Tobias Revand, EWU student, attended three events on Wednesday night. He said he attended to “gain more understanding of what is going on in the Mexico region.” Despite initially going for extra credit, Revand said he ended up learning a lot about the struggles in Mexico, particularly about the ongoings in Acapulco, Guerrero.

“One thing that really struck me was the situation in Acapulco and its surrounding areas,” said Revand. “It is basically like a medieval system where [residents] promise their political alliance to area leaders, and [the leaders] would give you protection, which you wouldn’t have otherwise.”

One of the roundtable discussions, Ayotzinapa in Context: Social Violence and Police Impunity, highlighted specifically the deaths of 43 Ayotzinapa student-teachers who were killed in 2014 by a local crime syndicate. The open discussion was lead by History and Chicano Studies professor Nydia Martinez who gave a brief introduction into the repressive nature of the Mexican government in opposition of political protests.

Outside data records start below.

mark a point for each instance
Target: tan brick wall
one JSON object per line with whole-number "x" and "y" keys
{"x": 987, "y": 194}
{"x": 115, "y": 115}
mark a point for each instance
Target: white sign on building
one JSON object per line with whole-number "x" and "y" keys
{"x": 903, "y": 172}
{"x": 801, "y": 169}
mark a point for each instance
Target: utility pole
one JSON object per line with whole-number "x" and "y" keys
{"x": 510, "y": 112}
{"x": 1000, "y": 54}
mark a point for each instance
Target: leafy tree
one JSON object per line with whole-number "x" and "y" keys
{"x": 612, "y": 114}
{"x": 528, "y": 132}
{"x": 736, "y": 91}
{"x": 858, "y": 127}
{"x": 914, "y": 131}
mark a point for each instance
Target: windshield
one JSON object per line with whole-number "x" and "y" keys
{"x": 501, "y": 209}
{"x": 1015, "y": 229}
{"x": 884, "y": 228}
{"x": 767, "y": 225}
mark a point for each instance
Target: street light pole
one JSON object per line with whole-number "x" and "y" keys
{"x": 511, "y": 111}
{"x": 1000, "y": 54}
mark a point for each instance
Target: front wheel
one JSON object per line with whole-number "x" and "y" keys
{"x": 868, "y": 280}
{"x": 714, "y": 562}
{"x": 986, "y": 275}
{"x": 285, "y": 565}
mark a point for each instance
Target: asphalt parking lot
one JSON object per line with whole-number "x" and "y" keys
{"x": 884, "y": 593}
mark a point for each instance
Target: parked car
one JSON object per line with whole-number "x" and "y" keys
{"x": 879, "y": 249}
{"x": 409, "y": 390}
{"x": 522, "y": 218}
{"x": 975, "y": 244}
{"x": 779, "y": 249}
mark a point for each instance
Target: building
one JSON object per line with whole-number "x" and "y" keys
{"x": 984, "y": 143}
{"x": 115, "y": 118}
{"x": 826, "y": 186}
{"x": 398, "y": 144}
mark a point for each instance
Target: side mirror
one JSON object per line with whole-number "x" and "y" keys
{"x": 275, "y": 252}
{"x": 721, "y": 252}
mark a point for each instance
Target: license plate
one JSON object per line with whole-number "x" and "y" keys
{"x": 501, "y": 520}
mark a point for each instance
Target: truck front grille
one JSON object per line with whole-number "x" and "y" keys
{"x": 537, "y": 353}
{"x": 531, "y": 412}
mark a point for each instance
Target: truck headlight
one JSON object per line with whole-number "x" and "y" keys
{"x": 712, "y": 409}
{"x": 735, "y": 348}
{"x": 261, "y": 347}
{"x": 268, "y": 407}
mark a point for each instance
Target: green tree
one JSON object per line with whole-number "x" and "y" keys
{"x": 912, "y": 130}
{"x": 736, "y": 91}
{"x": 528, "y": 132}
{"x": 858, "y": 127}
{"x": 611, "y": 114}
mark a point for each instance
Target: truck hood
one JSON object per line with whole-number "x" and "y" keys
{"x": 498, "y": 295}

According to Revand, the roundtable discussion was a platform where students and faculty vocally engaged in the conversations. “I do feel like the conference was starting a conversation with the people, and that’s what I liked about it,” said Revand. “People were interacting, people were talking to [the panelists], people were involved, which was nice. That’s what I liked about the roundtable discussions.”

Revand said in retrospect he feels like the colloquium achieved its overall goal of creating awareness about Mexico within Eastern’s community. “They’re doing a great job of bringing up the problems to people like myself who don’t know,” he said. “I feel like I know a lot more.”